[コメント] 東京家族(2012/日)
「東京物語」が価値の大転換のなか過去との決別の時代(昭和28年)に人生の寂寥を描いた喪失の映画なら、本作は自信と希望を見失った暗く長いトンネルのような平成の世に、微かな光明を見い出す蘇生の物語だ。50余年の時空を超えて「今」を捕え直す巧みな翻案。
「東京物語」の戦死した次男の昌次は「失ったもの」すなわち過去の価値の象徴であり、その寡婦である紀子(原節子)もまた、周吉(笠智衆)にとって自らの理解者でありながらも、互いに相容れることのない「残された者の孤独」を生きる身であった。そこに漂うのは人生(時代)の寂寥だった。
本作のフリーター同然の昌次(妻夫木聡)は「いまだ成されざるもの」すなわちカタチの定まらない価値の象徴である。
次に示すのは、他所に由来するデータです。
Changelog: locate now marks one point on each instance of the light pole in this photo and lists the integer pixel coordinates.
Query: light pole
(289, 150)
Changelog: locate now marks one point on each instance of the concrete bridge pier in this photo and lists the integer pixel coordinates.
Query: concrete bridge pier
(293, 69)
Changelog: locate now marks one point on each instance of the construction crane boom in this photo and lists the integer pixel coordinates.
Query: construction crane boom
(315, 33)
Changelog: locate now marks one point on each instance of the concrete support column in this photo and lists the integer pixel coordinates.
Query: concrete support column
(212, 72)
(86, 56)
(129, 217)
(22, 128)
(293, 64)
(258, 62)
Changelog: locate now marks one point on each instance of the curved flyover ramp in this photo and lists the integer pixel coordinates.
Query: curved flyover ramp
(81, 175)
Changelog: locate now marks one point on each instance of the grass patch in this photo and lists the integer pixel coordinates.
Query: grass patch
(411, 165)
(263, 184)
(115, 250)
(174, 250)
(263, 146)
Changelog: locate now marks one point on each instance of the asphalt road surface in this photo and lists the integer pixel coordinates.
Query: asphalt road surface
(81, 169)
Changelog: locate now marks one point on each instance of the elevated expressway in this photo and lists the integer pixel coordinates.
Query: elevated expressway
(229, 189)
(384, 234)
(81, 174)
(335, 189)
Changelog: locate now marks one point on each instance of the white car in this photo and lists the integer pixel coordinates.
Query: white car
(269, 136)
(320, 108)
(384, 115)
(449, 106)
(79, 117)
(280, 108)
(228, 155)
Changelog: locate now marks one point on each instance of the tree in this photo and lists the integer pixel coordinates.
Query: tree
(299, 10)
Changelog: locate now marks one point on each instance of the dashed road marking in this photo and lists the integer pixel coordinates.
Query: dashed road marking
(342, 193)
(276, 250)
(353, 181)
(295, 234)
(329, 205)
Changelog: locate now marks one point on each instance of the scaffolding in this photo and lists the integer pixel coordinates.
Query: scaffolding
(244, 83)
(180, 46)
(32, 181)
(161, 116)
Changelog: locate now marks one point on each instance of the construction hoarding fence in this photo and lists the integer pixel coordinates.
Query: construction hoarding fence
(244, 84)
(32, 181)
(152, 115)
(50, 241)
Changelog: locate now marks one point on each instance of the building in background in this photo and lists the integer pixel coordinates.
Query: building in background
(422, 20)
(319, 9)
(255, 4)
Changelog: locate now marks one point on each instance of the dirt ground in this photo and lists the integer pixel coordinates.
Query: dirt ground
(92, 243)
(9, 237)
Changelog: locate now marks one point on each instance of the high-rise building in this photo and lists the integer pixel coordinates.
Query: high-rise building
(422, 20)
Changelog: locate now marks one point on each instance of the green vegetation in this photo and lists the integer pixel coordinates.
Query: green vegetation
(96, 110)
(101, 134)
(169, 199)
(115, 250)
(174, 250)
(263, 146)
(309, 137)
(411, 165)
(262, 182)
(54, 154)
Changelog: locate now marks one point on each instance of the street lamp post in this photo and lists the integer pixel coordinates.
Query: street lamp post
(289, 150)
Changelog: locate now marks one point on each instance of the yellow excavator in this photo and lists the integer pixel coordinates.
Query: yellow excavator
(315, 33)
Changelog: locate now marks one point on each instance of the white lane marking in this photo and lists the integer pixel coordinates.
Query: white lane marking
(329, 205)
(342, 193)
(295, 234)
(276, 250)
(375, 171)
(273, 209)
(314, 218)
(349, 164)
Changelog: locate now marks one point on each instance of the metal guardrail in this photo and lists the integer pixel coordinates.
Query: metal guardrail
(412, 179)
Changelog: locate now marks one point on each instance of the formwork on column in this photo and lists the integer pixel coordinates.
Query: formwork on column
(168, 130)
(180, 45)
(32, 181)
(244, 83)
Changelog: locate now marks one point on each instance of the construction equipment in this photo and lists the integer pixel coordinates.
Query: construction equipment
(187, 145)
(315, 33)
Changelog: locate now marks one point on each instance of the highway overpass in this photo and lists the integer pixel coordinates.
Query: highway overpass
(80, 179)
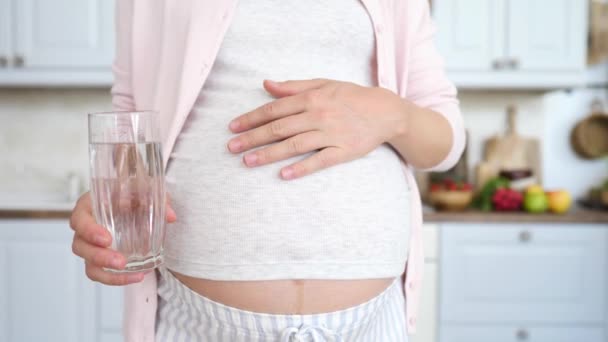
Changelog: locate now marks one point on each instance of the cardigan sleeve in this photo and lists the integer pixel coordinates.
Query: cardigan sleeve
(122, 91)
(427, 83)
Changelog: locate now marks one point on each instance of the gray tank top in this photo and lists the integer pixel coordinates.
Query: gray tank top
(350, 221)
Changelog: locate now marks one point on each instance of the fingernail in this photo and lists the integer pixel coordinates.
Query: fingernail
(234, 146)
(251, 159)
(135, 278)
(235, 125)
(102, 240)
(287, 173)
(116, 263)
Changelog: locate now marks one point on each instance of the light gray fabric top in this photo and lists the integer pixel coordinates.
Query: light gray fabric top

そんな息子に苛立つ、かつての教育者(=価値の伝授者)周吉(橋爪功)は自らが半生をかけて実践してきた「教育」の結果に戸惑いつつ、妻を亡くしてようやく昌二のなかに妻(吉行和子)の美徳であった鷹揚さ(俗っぽく言えば優しさだ)を発見する。そして、その鷹揚さは昌二によって紀子(蒼井優)へと引き継がれ(形見の腕時計!)ていくことに気づくのだ。
人生(時代)の寂寥の先に見い出された光明。「東京物語」が価値の転換と喪失の物語なら、「東京家族」は価値の消滅の後の創出の物語なのだ。